選抜高校野球大会、和歌山県代表「向陽高校」「智弁和歌山高校」両校好スタート。智弁和歌山はいつ見ても堂々としており、よく打つ。甲子園最多勝利監督となった高嶋仁監督、少数精鋭主義でよくぞここまで勝てたと思う。
それに比べて悪いが、21世紀枠で出場した「向陽」に敗れた「開星(島根)」の野々村直通監督が、試合後のインタビューで「21世紀枠に負けて末代の恥です」、「恥ずかしくて立ち上がれません」などと発言したそうだ。
いくら「選手のせいではない」と言っても、これでは選手がかわいそうだ。今日の『朝日新聞』社会面に、開星高校の教諭が女子トイレに進入したとの記事と並んで出ていた。校長のほうが「末代の恥」と恥じ入っていることだろう。
以前にもこの欄で述べたが、高校野球は「負けに学ぶ」ものである。かつてアメリカのテレビが、大リーグで日本人選手が活躍する原点を探るために、高校野球について取材にきたときのこと。それはそれは選手はもちろん、回りの大人も一緒になってのそのひたむきな練習に驚きだったようである。

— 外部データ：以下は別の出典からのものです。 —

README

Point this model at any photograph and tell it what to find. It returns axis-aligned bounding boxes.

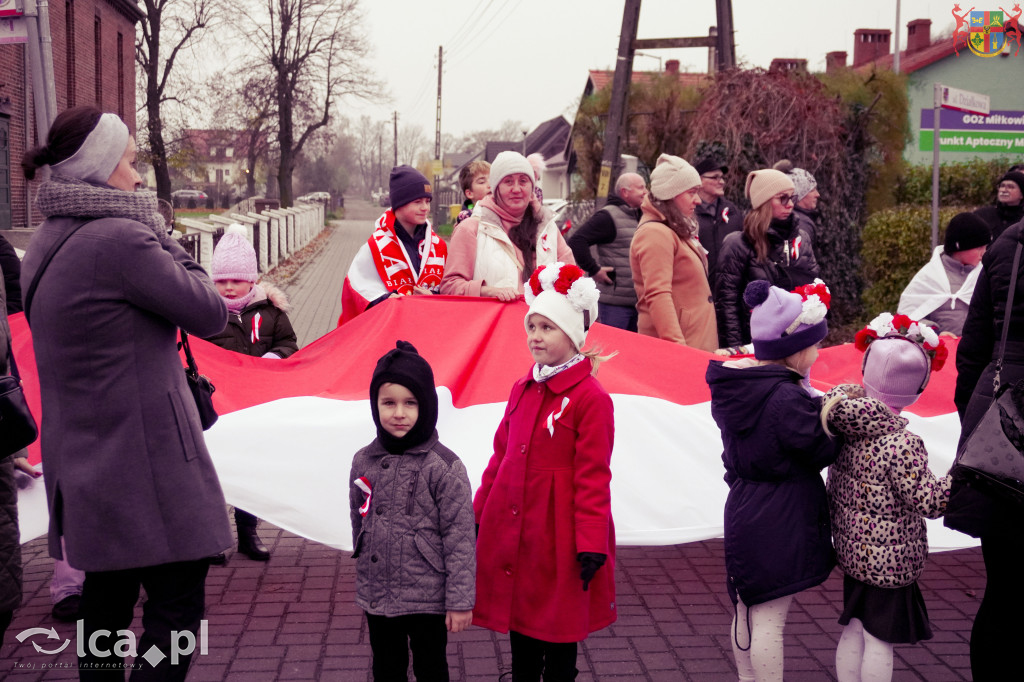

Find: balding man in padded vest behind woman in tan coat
[568,173,647,332]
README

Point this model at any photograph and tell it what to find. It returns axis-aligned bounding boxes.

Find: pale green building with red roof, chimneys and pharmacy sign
[825,18,1024,164]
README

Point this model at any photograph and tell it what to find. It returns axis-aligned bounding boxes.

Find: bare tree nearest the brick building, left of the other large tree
[135,0,215,201]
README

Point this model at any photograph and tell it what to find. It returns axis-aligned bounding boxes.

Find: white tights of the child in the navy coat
[730,595,793,682]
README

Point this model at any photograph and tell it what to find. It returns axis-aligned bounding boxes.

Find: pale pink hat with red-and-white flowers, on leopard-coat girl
[854,312,948,412]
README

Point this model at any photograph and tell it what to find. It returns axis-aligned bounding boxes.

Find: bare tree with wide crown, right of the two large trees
[238,0,374,207]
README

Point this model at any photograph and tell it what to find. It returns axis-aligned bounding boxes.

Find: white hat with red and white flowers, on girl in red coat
[523,262,600,350]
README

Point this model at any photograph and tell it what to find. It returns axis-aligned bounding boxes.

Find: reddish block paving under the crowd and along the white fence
[0,199,984,682]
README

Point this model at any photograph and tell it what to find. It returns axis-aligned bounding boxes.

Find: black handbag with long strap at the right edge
[949,235,1024,507]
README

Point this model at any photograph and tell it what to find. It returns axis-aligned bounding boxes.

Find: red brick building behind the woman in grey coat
[0,0,144,229]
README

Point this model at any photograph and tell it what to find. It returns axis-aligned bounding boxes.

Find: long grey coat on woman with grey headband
[22,217,231,571]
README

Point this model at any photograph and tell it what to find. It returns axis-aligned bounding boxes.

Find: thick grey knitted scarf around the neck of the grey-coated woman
[36,173,167,237]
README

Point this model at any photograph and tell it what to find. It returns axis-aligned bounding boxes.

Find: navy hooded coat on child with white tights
[706,360,840,606]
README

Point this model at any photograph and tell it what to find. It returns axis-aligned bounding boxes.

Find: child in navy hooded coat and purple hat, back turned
[707,280,837,682]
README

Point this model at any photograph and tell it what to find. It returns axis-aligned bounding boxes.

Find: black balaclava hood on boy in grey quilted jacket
[370,341,437,455]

その中でも最大の疑問は、リーグ制が当たり前のアメリカでは考えられない一度負けたら終わりという大会についてだ。「生徒のチャンスや可能性をつぶしているんじゃないか」との質問に高野連の方は、「全国何千の高校の中で勝つのはただの1校だけ。後はすべて負ける。高校野球は負けに学ぶ場所。みんな勝つために努力する。でも必ず負ける。その時になぜ負けたかを考え、それを生かすことが大事なんです」と。「勝っておごるな、負けてくじけるな」だ。これこそが「野球道」と思う。
開星の監督がこれを知っていれば、悔しいのはわかるけれども「21世紀枠に負けて、末代の恥」とは口が裂けても言えなかっただろう。いや、野球道を極めていたら、その悔しさも自分の胸の内にしまっていると思う。
指導者に恵まれるか、恵まれないか。子どもたちのその後の人生に強く影響する。野球の指導者は特に肝に銘じてほしい。「本音がつい出てしまった」ではすまされない。高野連はそれこそびしびしやったほうがいいと私は思う。